El profesor Joan Gibert Rahola, catedrático de farmacología por la Universidad de Cádiz y especialista en Psiquiatría, explica en qué consisten los ataques de pánico y como se puede llegar a mantener bajo control.
Un Caso Real
Para poder comprender lo que le ocurre a un paciente de este tipo, qué mejor que un ejemplo real donde se describen la situación y los síntomas de la persona afectada. Rosa es una mujer que tras vivir una época estresante en el trabajo sufrió un episodio de los descritos. Al adentrarse en una calle por la que pasaba cada día, de repente sintió que no la conocía y que no sabía donde estaba.

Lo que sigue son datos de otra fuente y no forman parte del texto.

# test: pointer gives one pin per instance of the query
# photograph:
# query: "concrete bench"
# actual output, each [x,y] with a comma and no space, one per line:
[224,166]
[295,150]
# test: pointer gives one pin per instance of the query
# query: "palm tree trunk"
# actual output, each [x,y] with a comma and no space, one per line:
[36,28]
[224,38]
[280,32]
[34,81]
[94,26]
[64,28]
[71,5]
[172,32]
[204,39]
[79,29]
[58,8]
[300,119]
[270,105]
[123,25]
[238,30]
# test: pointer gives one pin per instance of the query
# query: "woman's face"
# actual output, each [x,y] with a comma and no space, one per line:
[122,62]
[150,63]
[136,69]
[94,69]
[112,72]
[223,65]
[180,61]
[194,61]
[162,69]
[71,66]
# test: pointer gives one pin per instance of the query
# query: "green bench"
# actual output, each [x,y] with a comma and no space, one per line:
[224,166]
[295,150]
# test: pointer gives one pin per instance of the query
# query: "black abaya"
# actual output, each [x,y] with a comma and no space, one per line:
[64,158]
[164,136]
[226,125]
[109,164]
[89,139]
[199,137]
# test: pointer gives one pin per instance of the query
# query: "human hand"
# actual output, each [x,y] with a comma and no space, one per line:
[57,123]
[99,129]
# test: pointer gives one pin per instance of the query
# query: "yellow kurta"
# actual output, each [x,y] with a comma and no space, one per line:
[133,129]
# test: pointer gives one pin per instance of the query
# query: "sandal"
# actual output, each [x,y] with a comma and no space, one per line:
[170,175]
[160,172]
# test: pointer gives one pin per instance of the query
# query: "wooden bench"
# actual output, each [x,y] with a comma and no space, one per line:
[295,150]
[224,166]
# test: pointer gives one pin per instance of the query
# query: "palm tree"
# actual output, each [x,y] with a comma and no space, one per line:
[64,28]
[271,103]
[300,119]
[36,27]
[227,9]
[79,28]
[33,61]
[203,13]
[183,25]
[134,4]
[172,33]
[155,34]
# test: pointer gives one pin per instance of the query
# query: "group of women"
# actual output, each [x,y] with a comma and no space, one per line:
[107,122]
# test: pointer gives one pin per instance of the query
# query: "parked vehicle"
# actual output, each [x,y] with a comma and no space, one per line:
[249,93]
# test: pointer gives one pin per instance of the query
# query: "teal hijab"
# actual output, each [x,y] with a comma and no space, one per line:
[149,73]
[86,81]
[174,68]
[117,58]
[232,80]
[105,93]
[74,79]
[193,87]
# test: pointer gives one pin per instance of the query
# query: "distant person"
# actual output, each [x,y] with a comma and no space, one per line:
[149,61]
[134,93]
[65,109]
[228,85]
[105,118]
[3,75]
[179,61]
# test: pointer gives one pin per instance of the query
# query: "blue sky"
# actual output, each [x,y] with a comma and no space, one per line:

Esta extraña experiencia le hizo comenzar a sudar y le alteró el ritmo cardíaco hasta el punto que tuvo que salir huyendo del lugar hasta llegar a casa. Una vez en su hogar se sintió totalmente confundida, y comenzó a preguntarse si se estaba volviendo loca.
Clínica de la Enfermedad
La clínica que produce esta situación de crisis es una sensación de angustia terrible donde el paciente intenta escapar. Siente agorafobia, miedo a los espacios abiertos, a pesar de que estos ataques se suelen producir en lugares cerrados, y la necesidad de escapar de ese lugar se vuelve irrefrenable. Muchas personas, al experimentar esa sensación, se vuelven agresivos hasta lograr abandonar el sitio donde están. Lo habitual es que si el paciente debe regresar a esa ubicación lo haga acompañado de alguien, nunca solo.
Evidenciar el Problema
Ocurre en muchos casos que el paciente no presta atención al problema porque los síntomas se pasan al poco tiempo. También es habitual sentir vergüenza de explicar lo vivido y por miedo a la incomprensión de los demás, silencian lo ocurrido. De hecho, lo último que piensan es que puedan estar sufriendo un problema de fobia.
Tratamientos
Existen tratamientos eficaces que combinan antidepresivos con psicoterapia, y que deben seguirse por lo menos cuatro meses una vez los síntomas hayan remitido. No hay que olvidar que si esto no se cumple cabe la posibilidad de que hayan recaídas, que son mucho más difíciles de solventar que el caso inicial. También hay que tener en cuenta, por otra parte, que a pesar de que hablamos de tratamientos eficaces éstos llevan su tiempo en surgir efecto. Una buena herramienta son las pastillas sublinguales que, tal y como su nombre indica, se colocan debajo de la lengua cuando la situación de crisis acontece. El efecto es inmediato y el paciente se calma sin llegar a vivir la angustia y el temor.
Seguridad de los Fármacos
Los fármacos cada vez son más seguros aunque siempre existen efectos secundarios que nos pueden afectar. Por eso hay que tener en cuenta las características de cada persona a la hora de recetar estos medicamentos, como por ejemplo la edad o el sexo. Una persona joven no recibirá las mismas dosis que una más mayor, mientras que se ha demostrado que las mujeres no asimilan de la misma manera los medicamentos que los hombres. También hay que tener en cuenta que hay fármacos que no se pueden mezclar con otros, un hecho que no pasará desapercibido a la hora de instaurar el tratamiento.